A lanciare l’allarme sono Slc-Cgil, Fistel-Cisl e Uilcom, le tre sigle sindacali ascoltate in un incontro informale dalla commissione Lavoro del Senato in merito alla vertenza Almaviva.
Secondo Giorgio Serao (Fistel), Pierpaolo Mischi (Uilcom) e Riccardo Saccone (Slc-Cgil), che si appellano a governo e Parlamento, tre sono i punti chiave da affrontare: intervenire con norme che siano di contrasto alle delocalizzazioni e applicando le sanzioni che sono già previste, agire contro le gare al massimo ribasso rispettando i minimi contrattuali e prevedere ammortizzatori sociali stabili e non in deroga per tutto il settore.
Per capire quanto sia in sofferenza il settore basta guardare cosa accade sull’altra sponda dell’Adriatico dove – in Albania – i call center prosperano offrendo gli stessi servizi a prezzi stracciati. Prezzi così bassi che hanno già convinto diversi compagnie italiane a disdire i contratti in Italia per migrare in Albania.
Ieri, intanto, la vertenza di Almaviva è tornata al ministero dello Sviluppo economico. Sul tavolo ci sono ancora i trasferimenti di 135 lavoratori da Palermo a Rende.
La vicenza è iniziata con la perdita della commessa Enel che a dicembre non rinnoverà il contratto. E dei 300 lavoratori che rispondono ai telefoni della società elettrica, i primi 135 dovrebbero fare le valigie già dal 24 ottobre.
Il nodo dei traferimenti è solo uno dei problemi che assilla i lavoratori di Almaviva, che pochi giorni fa ha annunciato oltre 2.500 licenziamenti tra Roma e Napoli.
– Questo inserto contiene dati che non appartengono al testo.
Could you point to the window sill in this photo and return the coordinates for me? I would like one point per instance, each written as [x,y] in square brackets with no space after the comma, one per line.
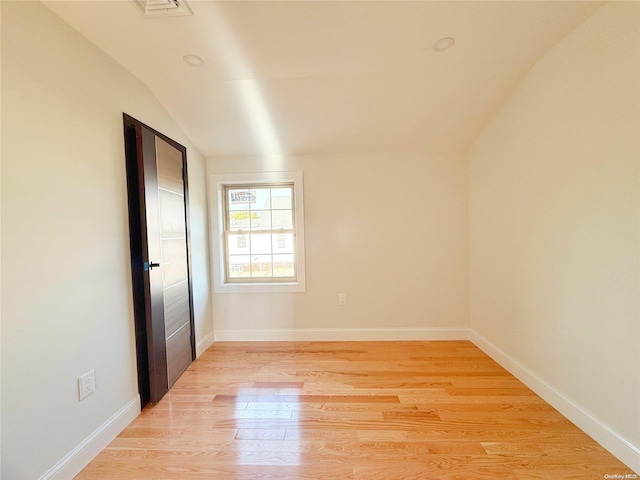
[259,288]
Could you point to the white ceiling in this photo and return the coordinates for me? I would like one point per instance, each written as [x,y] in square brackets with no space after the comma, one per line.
[329,76]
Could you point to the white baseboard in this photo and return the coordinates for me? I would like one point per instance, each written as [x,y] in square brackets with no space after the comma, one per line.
[204,343]
[78,458]
[624,450]
[338,334]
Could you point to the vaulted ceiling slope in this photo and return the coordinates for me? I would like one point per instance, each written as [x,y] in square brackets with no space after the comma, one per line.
[308,77]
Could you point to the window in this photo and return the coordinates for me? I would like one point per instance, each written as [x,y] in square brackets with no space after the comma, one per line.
[260,237]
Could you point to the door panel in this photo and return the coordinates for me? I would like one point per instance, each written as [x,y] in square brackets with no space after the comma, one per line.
[165,343]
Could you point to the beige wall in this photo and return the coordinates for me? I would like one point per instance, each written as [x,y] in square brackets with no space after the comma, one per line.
[554,221]
[66,288]
[389,230]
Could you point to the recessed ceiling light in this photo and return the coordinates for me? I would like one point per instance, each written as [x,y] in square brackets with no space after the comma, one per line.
[193,60]
[443,44]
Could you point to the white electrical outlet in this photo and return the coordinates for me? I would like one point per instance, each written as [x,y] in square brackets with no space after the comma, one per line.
[87,384]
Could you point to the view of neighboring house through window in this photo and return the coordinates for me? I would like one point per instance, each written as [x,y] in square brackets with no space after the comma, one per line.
[259,232]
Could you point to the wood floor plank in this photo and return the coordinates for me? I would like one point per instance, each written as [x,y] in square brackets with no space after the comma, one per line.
[350,410]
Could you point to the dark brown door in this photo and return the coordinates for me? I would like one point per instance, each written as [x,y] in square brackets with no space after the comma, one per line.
[159,230]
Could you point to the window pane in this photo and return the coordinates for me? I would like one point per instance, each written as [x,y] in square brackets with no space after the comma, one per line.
[261,220]
[238,244]
[239,220]
[283,266]
[239,266]
[263,199]
[261,266]
[282,219]
[282,243]
[260,244]
[281,198]
[240,198]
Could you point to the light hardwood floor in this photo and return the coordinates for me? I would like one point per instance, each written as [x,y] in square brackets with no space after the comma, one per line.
[351,410]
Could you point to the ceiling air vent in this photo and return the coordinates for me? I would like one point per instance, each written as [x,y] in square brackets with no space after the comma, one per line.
[163,8]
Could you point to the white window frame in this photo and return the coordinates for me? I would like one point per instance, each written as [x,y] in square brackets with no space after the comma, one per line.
[217,184]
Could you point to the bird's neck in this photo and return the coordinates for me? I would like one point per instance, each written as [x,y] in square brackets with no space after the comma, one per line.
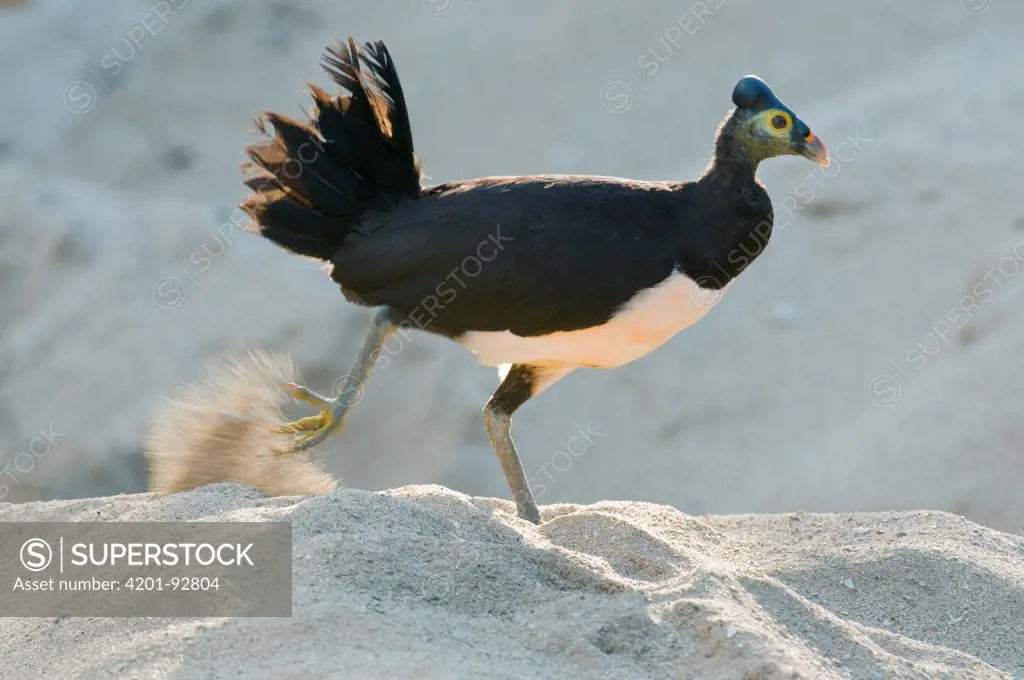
[733,161]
Un’ipotesi irricevibile per i sindacati. “Basterebbe – ha spiegato Susanna Camusso, segretario generale Cgil – che le grandi aziende pubbliche non facessero le gare al massimo ribasso, ma pagassero, secondo norme e contratti, i lavoratori e anche gli appalti. Un settore come quello dei call center non può essere privo di ammortizzatori sociali e di risposte. Bisogna dare attuazione a quelle norme che sono state fatte e poi non sono state applicate, come quelle che impediscono la delocalizzazione e il fatto che dati sensibili, come quelli che passano attraverso i call center, possano andare in altri Paesi”. Solo nella Capitale sono a rischio sono 1.666 operatori, la parte restante nella città partenopea (845).